2026 widmet sich das Filmerbe-Festival der Deutschen Kinemathek den Risiken im Kino: den Wagnissen bei der Produktion und Verbreitung von Filmen, den Gefahren bei Restaurierungen sowie Filmen über Figuren, für die alles auf dem Spiel steht.

Weiterführende Informationen zu den Schwerpunkten

Themen

Risiko im Film

In einer Zeit großer Unsicherheit stellt sich die Frage, wie Risikobereitschaft im Film bewertet wird. Welche Wagnisse heroisiert oder belohnt das Kino, welche beklagt oder bestraft es? Die Filmgeschichte ist voll von risikofreudigen Figuren, die viel zu gewinnen oder zu verlieren haben, die hoch pokern und bei lebensentscheidenden Veränderungen kopfüber ins Ungewisse springen. Dazu gehören auch Geschichten von (jugendlichem) Leichtsinn, Mutproben, verlockenden Wetten sowie vom Nervenkitzel des Tabubruchs. Zum anderen setzen sich Filme mit schier ausweglosen Momenten auseinander, bei denen das Motto »Alles oder nichts« – trotz des Risikos – als einzige Option erscheint: Fluchten, Aufbrüche ins Exil und Entscheidungen, die über Leben und Tod bestimmen.

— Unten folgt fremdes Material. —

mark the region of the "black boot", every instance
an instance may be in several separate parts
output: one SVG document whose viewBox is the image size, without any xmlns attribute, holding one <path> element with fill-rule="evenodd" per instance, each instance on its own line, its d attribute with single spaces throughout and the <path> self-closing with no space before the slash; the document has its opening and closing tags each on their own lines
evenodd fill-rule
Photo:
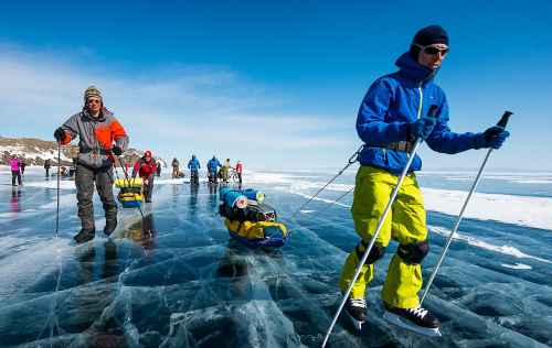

Risiken bei Produktion, Verbreitung und Rezeption

Die Filmgeschichte sähe heute anders aus, wenn nicht zahlreiche Filmemacher*innen große finanzielle oder künstlerische Risiken oder beides auf sich genommen hätten. Laut dem Filmwissenschaftler Vinzenz Hediger hat die Kinogeschichte »Risiko als eine ästhetische Tugend« honoriert, trotz oder gerade wegen des in vielerlei Hinsicht gleichförmigen Konsumangebots der Filmindustrie. Dies gilt insbesondere für Produktionen, die sich jenseits des Mainstreams an neue Themen und unkonventionelle Formen wagten: mit unmittelbarem Breitenerfolg, mit begrenzter oder erst später Anerkennung, oder degradiert zum »Flop.« Auch die Verbreitung und das Schauen von Filmen waren oft riskant, wenn etwa Zensurbestimmungen den Zugang erschwerten oder ihn gar unter Strafe stellten. Andere Filme machten jenseits offizieller Kanäle eine Karriere als »pirated versions«.

Risiken in der Filmrestaurierung

Das Festival widmet sich zudem den Risiken bei herausfordernden Restaurierungen: vom Umgang mit Unikaten und schwer angegriffenem Material bis hin zu den Chancen und Gefahren, die die Revolution der künstlichen Intelligenz mit sich bringt. In besonderem Maße lädt das Festival dazu ein, sowohl den erfolgreichen als auch fehlerhaften Ausgang von risikoreichen Restaurierungen konstruktiv zu diskutieren. Mit diesem Thema soll die anspruchsvolle Arbeit von Filmarchiven sichtbarer gemacht werden.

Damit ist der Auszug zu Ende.